The first phase involved building a 24,000-square-foot fuel and wash building which operates a bus wash system that reclaims and treats water, allowing TriMet to recycle 300 gallons of water per minute during operation of the three new bus wash bays.
The second phase of the build more than doubled the original bus maintenance area. The facility now houses 22 bus maintenance bays, and a new 400,000-square-foot concrete-paved bus yard which can accommodate over 300 buses.
A second story was constructed to create more office space, a new fitness center, training rooms, roof-top patio, and spacious break area. The project also added 215 surface parking spaces for employees.
Construction of the new TriMet Bus Maintenance Facility included a phased rebuild of the entire 17-acre site, all while keeping the 24/7 facility active and operational.
The TriMet Powell Bus Maintenance Facility was located in a residential neighborhood in SE Portland. Our communications plan involved working in tandem with TriMet’s community affairs team to provide neighbors with public notices of when construction activities would have impacts to the neighborhood such as construction outside of normal hours or noise increases.

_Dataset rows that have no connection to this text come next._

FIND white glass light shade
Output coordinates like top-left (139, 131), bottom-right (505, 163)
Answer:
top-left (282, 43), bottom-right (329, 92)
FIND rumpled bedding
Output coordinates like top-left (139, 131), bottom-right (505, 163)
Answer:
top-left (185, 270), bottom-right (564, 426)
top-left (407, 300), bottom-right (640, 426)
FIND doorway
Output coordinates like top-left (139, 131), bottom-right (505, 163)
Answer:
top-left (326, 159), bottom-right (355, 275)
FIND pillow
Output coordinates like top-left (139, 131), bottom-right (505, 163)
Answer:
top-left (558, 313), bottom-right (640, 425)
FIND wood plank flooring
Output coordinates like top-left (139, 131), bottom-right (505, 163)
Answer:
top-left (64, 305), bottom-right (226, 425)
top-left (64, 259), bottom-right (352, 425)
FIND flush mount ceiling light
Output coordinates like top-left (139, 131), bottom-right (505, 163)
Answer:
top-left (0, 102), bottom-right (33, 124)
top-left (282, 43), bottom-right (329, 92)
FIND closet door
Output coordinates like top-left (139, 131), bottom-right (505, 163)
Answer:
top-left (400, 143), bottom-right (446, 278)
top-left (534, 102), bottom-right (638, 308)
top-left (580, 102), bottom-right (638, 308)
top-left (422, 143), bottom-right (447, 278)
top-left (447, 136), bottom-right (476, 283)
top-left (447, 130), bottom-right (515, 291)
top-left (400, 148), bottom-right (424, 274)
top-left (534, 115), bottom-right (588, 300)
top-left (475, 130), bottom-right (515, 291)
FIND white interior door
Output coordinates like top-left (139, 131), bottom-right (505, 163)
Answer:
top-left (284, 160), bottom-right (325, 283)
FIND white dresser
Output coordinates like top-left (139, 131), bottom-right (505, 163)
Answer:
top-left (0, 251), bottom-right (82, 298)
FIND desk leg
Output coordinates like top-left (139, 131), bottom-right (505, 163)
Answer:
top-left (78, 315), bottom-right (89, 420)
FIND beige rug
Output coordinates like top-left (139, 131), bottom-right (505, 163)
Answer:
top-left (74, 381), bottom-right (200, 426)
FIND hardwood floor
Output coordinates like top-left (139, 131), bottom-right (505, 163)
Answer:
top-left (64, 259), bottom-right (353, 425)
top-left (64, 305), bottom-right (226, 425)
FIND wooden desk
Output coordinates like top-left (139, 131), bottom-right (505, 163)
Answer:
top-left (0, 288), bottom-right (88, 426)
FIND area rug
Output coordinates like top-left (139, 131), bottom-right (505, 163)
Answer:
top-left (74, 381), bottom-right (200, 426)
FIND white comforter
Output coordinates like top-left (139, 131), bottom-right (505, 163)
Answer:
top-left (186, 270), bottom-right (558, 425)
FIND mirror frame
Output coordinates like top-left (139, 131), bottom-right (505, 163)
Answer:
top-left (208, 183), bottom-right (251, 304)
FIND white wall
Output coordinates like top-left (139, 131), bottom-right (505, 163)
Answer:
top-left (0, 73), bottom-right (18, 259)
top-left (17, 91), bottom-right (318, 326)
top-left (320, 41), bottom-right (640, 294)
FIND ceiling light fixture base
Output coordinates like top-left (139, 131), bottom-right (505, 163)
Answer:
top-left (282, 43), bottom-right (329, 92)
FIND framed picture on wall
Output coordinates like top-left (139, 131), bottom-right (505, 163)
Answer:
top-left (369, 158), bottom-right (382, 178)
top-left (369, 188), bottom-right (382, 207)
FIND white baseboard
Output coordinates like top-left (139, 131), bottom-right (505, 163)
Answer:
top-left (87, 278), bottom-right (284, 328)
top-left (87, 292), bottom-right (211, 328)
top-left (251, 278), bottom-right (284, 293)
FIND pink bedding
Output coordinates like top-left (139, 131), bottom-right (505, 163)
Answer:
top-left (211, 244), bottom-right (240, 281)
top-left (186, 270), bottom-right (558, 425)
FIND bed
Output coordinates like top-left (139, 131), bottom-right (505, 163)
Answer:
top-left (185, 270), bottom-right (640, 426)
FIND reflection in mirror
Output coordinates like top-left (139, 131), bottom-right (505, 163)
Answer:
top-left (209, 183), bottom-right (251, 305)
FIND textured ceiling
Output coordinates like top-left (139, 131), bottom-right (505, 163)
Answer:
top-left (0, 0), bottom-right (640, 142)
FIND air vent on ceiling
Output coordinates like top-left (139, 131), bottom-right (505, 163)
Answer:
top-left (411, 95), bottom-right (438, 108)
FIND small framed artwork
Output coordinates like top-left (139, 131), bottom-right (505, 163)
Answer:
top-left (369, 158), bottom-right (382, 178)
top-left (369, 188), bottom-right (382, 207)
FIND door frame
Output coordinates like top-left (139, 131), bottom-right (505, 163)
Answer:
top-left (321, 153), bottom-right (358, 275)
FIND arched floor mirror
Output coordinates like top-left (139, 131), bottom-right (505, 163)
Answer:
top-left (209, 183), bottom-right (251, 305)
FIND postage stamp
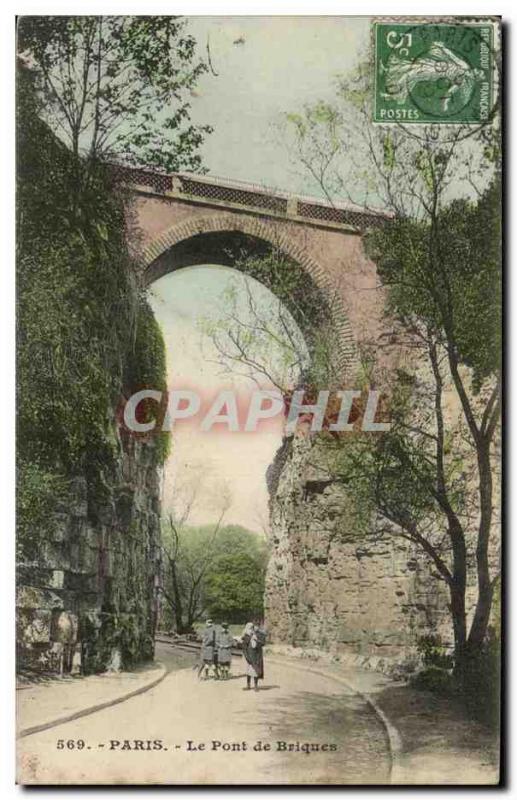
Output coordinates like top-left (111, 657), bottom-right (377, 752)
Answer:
top-left (373, 22), bottom-right (493, 124)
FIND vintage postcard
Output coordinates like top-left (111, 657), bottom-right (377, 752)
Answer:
top-left (16, 15), bottom-right (502, 786)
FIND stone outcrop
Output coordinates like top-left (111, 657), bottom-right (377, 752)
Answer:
top-left (265, 435), bottom-right (452, 662)
top-left (17, 432), bottom-right (160, 673)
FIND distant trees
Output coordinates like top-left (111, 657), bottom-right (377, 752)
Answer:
top-left (162, 517), bottom-right (266, 633)
top-left (288, 61), bottom-right (502, 676)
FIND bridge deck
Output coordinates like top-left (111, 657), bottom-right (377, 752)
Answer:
top-left (115, 165), bottom-right (389, 233)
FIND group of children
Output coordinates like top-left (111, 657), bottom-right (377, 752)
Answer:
top-left (198, 619), bottom-right (234, 680)
top-left (198, 619), bottom-right (266, 691)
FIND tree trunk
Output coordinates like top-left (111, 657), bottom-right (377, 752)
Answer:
top-left (449, 579), bottom-right (467, 673)
top-left (468, 443), bottom-right (494, 655)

The TriMet project team was extremely successful with COBID participation due to early aggressive efforts made by JE Dunn during the bidding process and preconstruction. Prior to bid, a major focus was creating packages well-suited to minority and disadvantaged business enterprises in the community. This included creating smaller packages, as well as dividing some packages that would typically be combined, to allow for more specialized small businesses to be competitive. It also included sit-down meetings with larger and GMP trade partners to ensure they understood participation requirements. We had great success with introducing them to COBID firms in the community, creating relationships, and turning those relationships into project partnerships.